We do have management plans for other herds. We were through this yesterday, but I can go through it again. The Beverly and Qamanirjuaq Caribou Management Plan was prepared by those two caribou management boards. There's a management plan developed for Cape Bathurst, Bluenose West and Bluenose East herds. In 1998 that plan was accepted as general direction by the YMAC, by the Gwich'in Renewable Resource Board, the Sahtu Renewable Resource Board, Nunavut Wildlife Management Board. There are plans underway to determine the current status of those herds and update these plans in summer of 2005. I will acknowledge that there hasn't been a management plan yet drafted for the Ahiak herd, but this is a difficult task.

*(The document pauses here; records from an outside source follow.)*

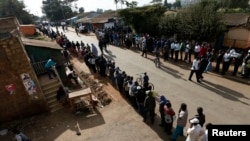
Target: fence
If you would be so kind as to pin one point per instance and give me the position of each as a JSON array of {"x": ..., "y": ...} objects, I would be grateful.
[{"x": 39, "y": 67}]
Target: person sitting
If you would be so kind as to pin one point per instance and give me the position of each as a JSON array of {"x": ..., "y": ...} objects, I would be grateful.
[
  {"x": 74, "y": 76},
  {"x": 48, "y": 66},
  {"x": 61, "y": 95},
  {"x": 20, "y": 136}
]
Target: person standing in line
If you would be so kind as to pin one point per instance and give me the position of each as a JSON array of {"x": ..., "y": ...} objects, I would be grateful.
[
  {"x": 194, "y": 131},
  {"x": 176, "y": 50},
  {"x": 226, "y": 62},
  {"x": 200, "y": 116},
  {"x": 149, "y": 107},
  {"x": 20, "y": 136},
  {"x": 163, "y": 102},
  {"x": 194, "y": 69},
  {"x": 181, "y": 122},
  {"x": 187, "y": 49},
  {"x": 144, "y": 47},
  {"x": 169, "y": 118},
  {"x": 205, "y": 135},
  {"x": 48, "y": 66},
  {"x": 219, "y": 60}
]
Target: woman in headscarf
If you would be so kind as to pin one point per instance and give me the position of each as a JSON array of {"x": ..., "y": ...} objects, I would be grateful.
[{"x": 163, "y": 101}]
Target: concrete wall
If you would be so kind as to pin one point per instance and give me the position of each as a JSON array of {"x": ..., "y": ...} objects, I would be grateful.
[
  {"x": 14, "y": 62},
  {"x": 237, "y": 37}
]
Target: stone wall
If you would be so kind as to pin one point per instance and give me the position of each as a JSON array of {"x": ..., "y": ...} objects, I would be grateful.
[{"x": 14, "y": 62}]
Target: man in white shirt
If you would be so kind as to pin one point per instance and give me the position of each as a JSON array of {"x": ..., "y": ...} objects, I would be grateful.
[
  {"x": 194, "y": 131},
  {"x": 194, "y": 69},
  {"x": 205, "y": 136}
]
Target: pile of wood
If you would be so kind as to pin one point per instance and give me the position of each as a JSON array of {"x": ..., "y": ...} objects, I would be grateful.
[{"x": 97, "y": 89}]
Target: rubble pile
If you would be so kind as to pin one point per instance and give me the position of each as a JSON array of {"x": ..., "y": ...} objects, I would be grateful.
[{"x": 96, "y": 88}]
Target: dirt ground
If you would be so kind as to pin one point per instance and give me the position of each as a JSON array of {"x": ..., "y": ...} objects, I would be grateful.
[{"x": 115, "y": 121}]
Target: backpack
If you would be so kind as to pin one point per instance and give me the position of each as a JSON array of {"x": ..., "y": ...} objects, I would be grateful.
[{"x": 23, "y": 137}]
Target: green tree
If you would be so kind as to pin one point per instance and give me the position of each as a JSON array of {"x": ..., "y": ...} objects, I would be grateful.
[
  {"x": 177, "y": 4},
  {"x": 167, "y": 5},
  {"x": 200, "y": 21},
  {"x": 234, "y": 3},
  {"x": 131, "y": 4},
  {"x": 15, "y": 8},
  {"x": 156, "y": 1},
  {"x": 81, "y": 10},
  {"x": 57, "y": 10},
  {"x": 99, "y": 10},
  {"x": 116, "y": 2},
  {"x": 143, "y": 19},
  {"x": 168, "y": 24}
]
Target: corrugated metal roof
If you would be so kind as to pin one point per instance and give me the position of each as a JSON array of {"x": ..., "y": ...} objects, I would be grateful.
[
  {"x": 41, "y": 43},
  {"x": 236, "y": 19}
]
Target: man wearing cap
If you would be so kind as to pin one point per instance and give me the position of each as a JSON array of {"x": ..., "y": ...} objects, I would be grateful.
[
  {"x": 194, "y": 131},
  {"x": 149, "y": 105},
  {"x": 246, "y": 65}
]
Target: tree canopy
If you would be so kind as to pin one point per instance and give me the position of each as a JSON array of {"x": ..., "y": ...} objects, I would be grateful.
[
  {"x": 143, "y": 19},
  {"x": 57, "y": 10},
  {"x": 15, "y": 8}
]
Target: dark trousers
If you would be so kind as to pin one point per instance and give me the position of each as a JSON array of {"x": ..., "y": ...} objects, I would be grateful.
[
  {"x": 225, "y": 67},
  {"x": 166, "y": 55},
  {"x": 51, "y": 71},
  {"x": 162, "y": 118},
  {"x": 196, "y": 74},
  {"x": 172, "y": 53},
  {"x": 144, "y": 52},
  {"x": 151, "y": 114},
  {"x": 168, "y": 127},
  {"x": 176, "y": 55}
]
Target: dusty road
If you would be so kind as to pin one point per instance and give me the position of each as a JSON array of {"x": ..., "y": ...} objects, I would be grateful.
[{"x": 224, "y": 101}]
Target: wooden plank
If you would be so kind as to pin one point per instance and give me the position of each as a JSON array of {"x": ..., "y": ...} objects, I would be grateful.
[{"x": 80, "y": 93}]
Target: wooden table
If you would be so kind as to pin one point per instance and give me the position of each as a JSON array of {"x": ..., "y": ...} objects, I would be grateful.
[{"x": 79, "y": 94}]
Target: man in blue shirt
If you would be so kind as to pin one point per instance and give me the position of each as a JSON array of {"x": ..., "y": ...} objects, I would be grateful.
[{"x": 48, "y": 67}]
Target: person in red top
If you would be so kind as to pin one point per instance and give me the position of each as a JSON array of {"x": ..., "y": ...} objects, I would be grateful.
[
  {"x": 169, "y": 118},
  {"x": 203, "y": 50}
]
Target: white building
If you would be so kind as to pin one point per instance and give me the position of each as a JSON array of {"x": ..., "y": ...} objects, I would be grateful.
[{"x": 185, "y": 3}]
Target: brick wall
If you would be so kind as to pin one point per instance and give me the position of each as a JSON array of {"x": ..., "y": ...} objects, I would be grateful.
[{"x": 14, "y": 62}]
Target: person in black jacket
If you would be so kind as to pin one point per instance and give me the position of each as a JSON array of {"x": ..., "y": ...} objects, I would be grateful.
[{"x": 200, "y": 116}]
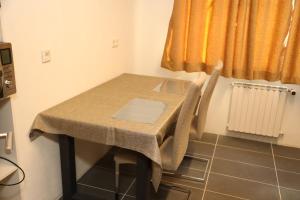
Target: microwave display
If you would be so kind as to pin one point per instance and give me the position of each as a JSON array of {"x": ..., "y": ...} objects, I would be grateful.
[{"x": 5, "y": 56}]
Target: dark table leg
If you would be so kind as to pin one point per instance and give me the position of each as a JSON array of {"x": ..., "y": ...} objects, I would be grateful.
[
  {"x": 143, "y": 175},
  {"x": 68, "y": 169}
]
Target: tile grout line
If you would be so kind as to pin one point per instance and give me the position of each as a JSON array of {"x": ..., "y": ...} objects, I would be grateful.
[
  {"x": 238, "y": 148},
  {"x": 228, "y": 195},
  {"x": 212, "y": 159},
  {"x": 246, "y": 163},
  {"x": 276, "y": 171},
  {"x": 244, "y": 179},
  {"x": 128, "y": 189},
  {"x": 90, "y": 186}
]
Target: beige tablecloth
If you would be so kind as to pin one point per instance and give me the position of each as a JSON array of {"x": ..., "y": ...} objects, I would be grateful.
[{"x": 88, "y": 116}]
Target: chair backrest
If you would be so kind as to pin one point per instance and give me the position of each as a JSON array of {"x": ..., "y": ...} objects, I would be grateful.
[
  {"x": 185, "y": 118},
  {"x": 200, "y": 118}
]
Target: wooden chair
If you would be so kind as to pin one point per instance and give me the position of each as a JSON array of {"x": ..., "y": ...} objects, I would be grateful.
[{"x": 199, "y": 120}]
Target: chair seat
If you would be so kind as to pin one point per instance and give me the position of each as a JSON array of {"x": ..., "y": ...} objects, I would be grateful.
[{"x": 124, "y": 156}]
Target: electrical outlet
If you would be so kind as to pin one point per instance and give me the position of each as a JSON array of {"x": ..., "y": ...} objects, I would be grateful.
[
  {"x": 115, "y": 43},
  {"x": 46, "y": 56}
]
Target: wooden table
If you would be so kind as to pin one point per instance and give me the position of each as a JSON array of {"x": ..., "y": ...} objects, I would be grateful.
[{"x": 88, "y": 116}]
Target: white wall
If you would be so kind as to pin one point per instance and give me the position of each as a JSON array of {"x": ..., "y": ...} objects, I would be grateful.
[
  {"x": 79, "y": 35},
  {"x": 151, "y": 30}
]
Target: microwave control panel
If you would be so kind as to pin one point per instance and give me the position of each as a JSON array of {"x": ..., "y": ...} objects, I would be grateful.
[{"x": 7, "y": 72}]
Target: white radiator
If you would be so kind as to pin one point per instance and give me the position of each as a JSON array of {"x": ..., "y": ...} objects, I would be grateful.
[{"x": 257, "y": 109}]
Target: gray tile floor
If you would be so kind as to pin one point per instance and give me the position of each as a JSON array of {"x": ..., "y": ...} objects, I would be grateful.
[{"x": 239, "y": 169}]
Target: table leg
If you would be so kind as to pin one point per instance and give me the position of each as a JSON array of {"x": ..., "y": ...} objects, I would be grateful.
[
  {"x": 143, "y": 176},
  {"x": 68, "y": 169}
]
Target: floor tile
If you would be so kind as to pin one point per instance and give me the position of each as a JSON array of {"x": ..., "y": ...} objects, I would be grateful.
[
  {"x": 209, "y": 195},
  {"x": 128, "y": 198},
  {"x": 242, "y": 188},
  {"x": 289, "y": 180},
  {"x": 287, "y": 164},
  {"x": 244, "y": 156},
  {"x": 107, "y": 161},
  {"x": 245, "y": 144},
  {"x": 196, "y": 147},
  {"x": 95, "y": 193},
  {"x": 194, "y": 163},
  {"x": 286, "y": 151},
  {"x": 105, "y": 179},
  {"x": 287, "y": 194},
  {"x": 209, "y": 138},
  {"x": 256, "y": 173},
  {"x": 165, "y": 192}
]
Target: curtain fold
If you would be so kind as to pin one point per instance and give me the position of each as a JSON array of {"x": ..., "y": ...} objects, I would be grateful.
[
  {"x": 248, "y": 35},
  {"x": 291, "y": 64}
]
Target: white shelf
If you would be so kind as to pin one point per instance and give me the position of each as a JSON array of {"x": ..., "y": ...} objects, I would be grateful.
[{"x": 6, "y": 169}]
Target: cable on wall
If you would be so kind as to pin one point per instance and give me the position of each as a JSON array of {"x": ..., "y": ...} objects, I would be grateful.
[{"x": 23, "y": 173}]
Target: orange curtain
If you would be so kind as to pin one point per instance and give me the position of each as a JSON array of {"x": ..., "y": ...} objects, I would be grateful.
[
  {"x": 248, "y": 35},
  {"x": 291, "y": 64}
]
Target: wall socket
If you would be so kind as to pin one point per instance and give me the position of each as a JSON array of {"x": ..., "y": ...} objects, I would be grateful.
[
  {"x": 115, "y": 43},
  {"x": 46, "y": 56}
]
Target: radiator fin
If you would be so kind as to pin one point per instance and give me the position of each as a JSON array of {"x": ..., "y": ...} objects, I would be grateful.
[{"x": 257, "y": 110}]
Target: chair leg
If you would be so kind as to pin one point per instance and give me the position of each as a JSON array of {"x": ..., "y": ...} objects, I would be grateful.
[
  {"x": 117, "y": 174},
  {"x": 193, "y": 178}
]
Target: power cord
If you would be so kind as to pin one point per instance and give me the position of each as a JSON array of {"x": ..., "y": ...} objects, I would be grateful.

If the Member is insisting that we have counted every single animal in the Northwest Territories before we start to acknowledge that potentially there may be a problem, I don't think that makes sense. The 400,000 to 180,000 herd strength numbers, as the Member has indicated, would raise alarm bells unless that's a fluctuation that's been going on over time for centuries. We don't know that at this point. We're trying to work with people who live and have lived in this area for a long time, to assess that traditional knowledge and better understand the strength of the herd. So before we're able to do that, I don't think we can jump to any conclusions that would be well founded. So we're undertaking that activity.

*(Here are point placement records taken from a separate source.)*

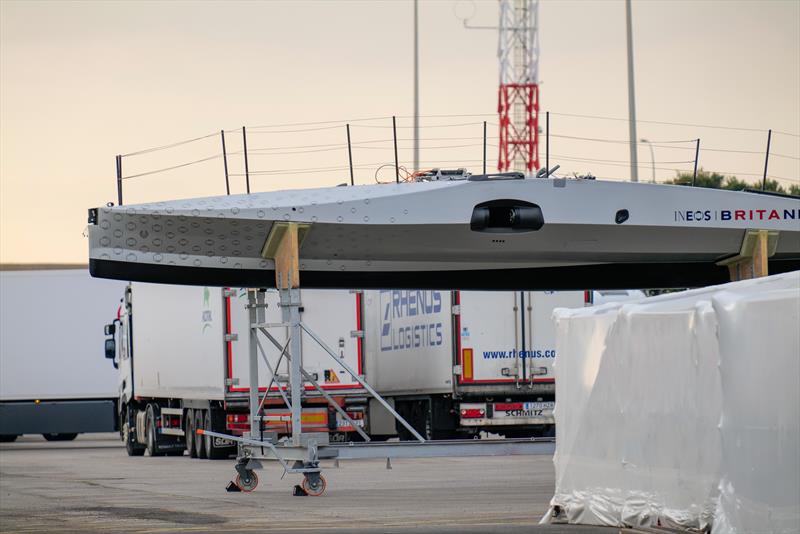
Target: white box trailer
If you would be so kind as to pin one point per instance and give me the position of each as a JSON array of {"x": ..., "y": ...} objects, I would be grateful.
[
  {"x": 53, "y": 377},
  {"x": 183, "y": 355},
  {"x": 457, "y": 363}
]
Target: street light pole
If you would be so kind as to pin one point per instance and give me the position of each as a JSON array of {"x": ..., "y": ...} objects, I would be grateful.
[
  {"x": 631, "y": 97},
  {"x": 652, "y": 157},
  {"x": 416, "y": 87}
]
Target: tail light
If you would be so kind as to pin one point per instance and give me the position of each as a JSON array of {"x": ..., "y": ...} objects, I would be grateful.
[{"x": 503, "y": 406}]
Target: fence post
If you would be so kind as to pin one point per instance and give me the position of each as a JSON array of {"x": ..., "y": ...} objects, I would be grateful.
[
  {"x": 225, "y": 162},
  {"x": 119, "y": 180},
  {"x": 350, "y": 156},
  {"x": 766, "y": 161},
  {"x": 246, "y": 168}
]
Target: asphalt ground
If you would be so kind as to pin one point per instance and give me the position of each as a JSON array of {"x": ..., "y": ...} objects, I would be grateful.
[{"x": 91, "y": 485}]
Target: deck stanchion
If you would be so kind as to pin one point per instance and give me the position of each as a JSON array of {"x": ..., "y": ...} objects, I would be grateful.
[
  {"x": 766, "y": 161},
  {"x": 350, "y": 156},
  {"x": 225, "y": 163},
  {"x": 396, "y": 163},
  {"x": 246, "y": 167},
  {"x": 547, "y": 141},
  {"x": 119, "y": 180},
  {"x": 484, "y": 147}
]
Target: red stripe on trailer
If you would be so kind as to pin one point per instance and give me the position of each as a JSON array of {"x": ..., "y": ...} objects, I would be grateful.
[{"x": 510, "y": 381}]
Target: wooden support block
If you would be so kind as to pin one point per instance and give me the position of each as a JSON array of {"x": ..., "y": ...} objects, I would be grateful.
[
  {"x": 753, "y": 258},
  {"x": 283, "y": 247}
]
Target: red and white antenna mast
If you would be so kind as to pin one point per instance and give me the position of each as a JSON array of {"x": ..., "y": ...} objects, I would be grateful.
[{"x": 518, "y": 96}]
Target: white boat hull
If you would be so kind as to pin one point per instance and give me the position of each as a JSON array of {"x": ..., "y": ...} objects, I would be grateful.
[{"x": 429, "y": 235}]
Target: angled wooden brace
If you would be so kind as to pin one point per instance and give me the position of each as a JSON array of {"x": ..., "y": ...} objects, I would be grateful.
[
  {"x": 283, "y": 247},
  {"x": 753, "y": 258}
]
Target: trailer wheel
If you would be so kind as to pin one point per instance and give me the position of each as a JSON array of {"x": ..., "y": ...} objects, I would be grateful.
[
  {"x": 188, "y": 431},
  {"x": 60, "y": 437},
  {"x": 248, "y": 483},
  {"x": 199, "y": 443},
  {"x": 150, "y": 428},
  {"x": 212, "y": 451},
  {"x": 129, "y": 436},
  {"x": 314, "y": 484}
]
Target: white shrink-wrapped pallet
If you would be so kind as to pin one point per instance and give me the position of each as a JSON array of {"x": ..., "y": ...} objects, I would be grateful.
[
  {"x": 759, "y": 333},
  {"x": 639, "y": 391}
]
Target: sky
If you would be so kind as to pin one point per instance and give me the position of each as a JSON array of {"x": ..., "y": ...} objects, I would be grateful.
[{"x": 81, "y": 82}]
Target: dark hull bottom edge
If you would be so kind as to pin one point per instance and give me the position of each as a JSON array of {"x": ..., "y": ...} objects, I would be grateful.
[{"x": 600, "y": 276}]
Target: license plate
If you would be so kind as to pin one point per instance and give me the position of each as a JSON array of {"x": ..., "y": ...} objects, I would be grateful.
[{"x": 529, "y": 409}]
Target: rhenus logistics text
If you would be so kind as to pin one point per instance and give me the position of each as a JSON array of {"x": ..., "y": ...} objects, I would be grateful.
[{"x": 411, "y": 319}]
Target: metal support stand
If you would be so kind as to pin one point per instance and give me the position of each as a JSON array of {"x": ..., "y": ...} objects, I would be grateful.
[{"x": 302, "y": 452}]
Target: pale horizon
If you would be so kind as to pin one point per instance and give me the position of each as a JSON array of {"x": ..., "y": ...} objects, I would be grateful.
[{"x": 83, "y": 81}]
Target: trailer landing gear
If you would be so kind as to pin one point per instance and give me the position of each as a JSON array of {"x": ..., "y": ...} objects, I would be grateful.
[{"x": 314, "y": 484}]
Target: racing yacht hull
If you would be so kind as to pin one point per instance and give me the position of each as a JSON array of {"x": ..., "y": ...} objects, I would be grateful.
[{"x": 480, "y": 234}]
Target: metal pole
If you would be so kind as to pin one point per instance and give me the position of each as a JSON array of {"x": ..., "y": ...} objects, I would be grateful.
[
  {"x": 631, "y": 96},
  {"x": 396, "y": 162},
  {"x": 225, "y": 162},
  {"x": 547, "y": 142},
  {"x": 766, "y": 161},
  {"x": 246, "y": 168},
  {"x": 119, "y": 180},
  {"x": 350, "y": 156},
  {"x": 416, "y": 87},
  {"x": 484, "y": 147}
]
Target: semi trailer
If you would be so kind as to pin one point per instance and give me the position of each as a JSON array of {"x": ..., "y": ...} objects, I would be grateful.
[
  {"x": 458, "y": 363},
  {"x": 182, "y": 353},
  {"x": 53, "y": 380}
]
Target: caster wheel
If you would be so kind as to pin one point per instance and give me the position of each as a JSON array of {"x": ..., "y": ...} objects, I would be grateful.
[
  {"x": 247, "y": 484},
  {"x": 315, "y": 486}
]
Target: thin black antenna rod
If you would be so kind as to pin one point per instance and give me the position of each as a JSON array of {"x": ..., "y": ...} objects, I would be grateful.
[
  {"x": 350, "y": 156},
  {"x": 547, "y": 142},
  {"x": 484, "y": 147},
  {"x": 396, "y": 162},
  {"x": 246, "y": 168},
  {"x": 225, "y": 162},
  {"x": 766, "y": 161},
  {"x": 119, "y": 180}
]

I guess what I'm saying, Mr. Chairman, is there's a lot of work that needs to be done here. We think it's important work. We think it's worth funding and that's why we're proposing to come forward and are asking the Members to approve $275,000 for additional Bathurst caribou monitoring. We wouldn't be doing that if we thought we had all the answers and we're just going to impose some restrictions on a certain range of hunters and start restricting tags. We have no plans to do that at this point. I'm not really sure where the alarm bells are ringing. Thank you, Mr. Chairman.